- Italian: Odio il Natale
- Genre: Romantic comedy
- Based on: Home for Christmas
- Written by: Elena Bucaccio; Viola Rispoli; Silvia Leuzzi;
- Directed by: Davide Mardegan; Clemente De Muro;
- Starring: Pilar Fogliati; Beatrice Arnera; Fiorenza Pieri; Massimo Rigo; Sabrina Paravicini; Simonetta Solder; Glen Blackhall; Alan Cappelli Goetz; Alessio Praticò; Cecilia Bertozzi; Marzia Ubaldi; Nicolas Maupas;
- Country of origin: Italy
- Original language: Italian
- No. of seasons: 2
- No. of episodes: 12

Production
- Executive producers: Daniele Passani; Corrado Trionfera;
- Producers: Matilde Bernabei; Luca Bernabei;
- Running time: 28–39 minutes
- Production company: Lux Vide

Original release
- Network: Netflix
- Release: December 7, 2022 – December 7, 2023

= I Hate Christmas =

Italian romantic comedy television series (2022–2023)

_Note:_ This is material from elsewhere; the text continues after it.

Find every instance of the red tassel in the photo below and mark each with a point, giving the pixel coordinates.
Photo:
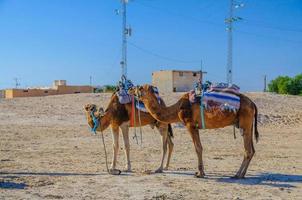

I Hate Christmas (Odio il Natale) is an Italian romantic comedy television series based on the Norwegian series Home for Christmas. It was first released on Netflix on 7 December 2022.

==Plot==
Gianna is a nurse from Chioggia who is happily single but determined to avoid the usual questioning about her love life during the holidays, so she devises a plan to find a boyfriend to take home for Christmas.

==Cast==
===Main===
- Pilar Fogliati as Gianna
- Beatrice Arnera as Titti
- Fiorenza Pieri as Margherita
- Massimo Rigo as Pietro
- Sabrina Paravicini as Marta
- Simonetta Solder as the caposala
- Glen Blackhall as Umberto
- Alan Cappelli Goetz as Diego
- Alessio Praticò as Mario
- Cecilia Bertozzi as Caterina

===Recurring===
- Marzia Ubaldi as Matilde Castoldi
- Nicolas Maupas as Davide
- Marco Rossetti as Carlo
- Marcos Piacentini as Thomas
- Gabriele Falsetta as Patrizio
- Giovanni Anzaldo as Nicola
- Giorgia Boscolo Todaro as Lisa
- Riccardo Boscolo Todaro as Giacomo
- Federico Calistri as Giulio
- Raniero Monaco di Lapio as Francesco
- Andrea Di Stefano as Dante Crisanti
- Raffele Esposito as Genny
- Gabriella D'Este as Gabriella
- Luigi Gallo as Guido
- Giulia Gonella as Silvia
- Astrid Meloni as Nina

==Episodes==
===Series overview===

| Series | Episodes |  | Originally released |  |
|---|---|---|---|---|
| 1 | 6 |  | 7 December 2022 |  |
| 2 | 6 |  | 7 December 2023 |  |

===Season 1===

| No. overall | No. in season | Title | Duration | Original release date |
|---|---|---|---|---|
| 1 | 1 | "The Big Christmas Lie" (La grande bugia di Natale) | 31 min | 7 December 2022 |
| 2 | 2 | "Bicycles" (Biciclette) | 36 min | 7 December 2022 |
| 3 | 3 | "You're Special" (Tu sei speciale) | 29 min | 7 December 2022 |
| 4 | 4 | "Perspectives" (Punti di vista) | 28 min | 7 December 2022 |
| 5 | 5 | "The Party's Over" (La festa è finita) | 28 min | 7 December 2022 |
| 6 | 6 | "Like a Nativity Scene" (Come in un presepe) | 39 min | 7 December 2022 |

===Season 2===

| No. overall | No. in season | Title | Duration | Original release date |
|---|---|---|---|---|
| 7 | 1 | "Queen Christmas" (La regina del Natale) | 32 min | 7 December 2023 |
| 8 | 2 | "Anyone Will Do" (Uno qualunque) | 32 min | 7 December 2023 |
| 9 | 3 | "Everyone but Me" (Tutti tranne me) | 33 min | 7 December 2023 |
| 10 | 4 | "Onwards and Upwards" (Avanti tutta) | 35 min | 7 December 2023 |
| 11 | 5 | "A Guarded Heart" (Cuore in formaldeide) | 29 min | 7 December 2023 |
| 12 | 6 | "Santa's Sleigh" (La slitta di Babbo Natale) | 35 min | 7 December 2023 |

==Production==
The series was filmed in Chioggia, Venice, and Susegana. It was renewed for a second season in February 2023.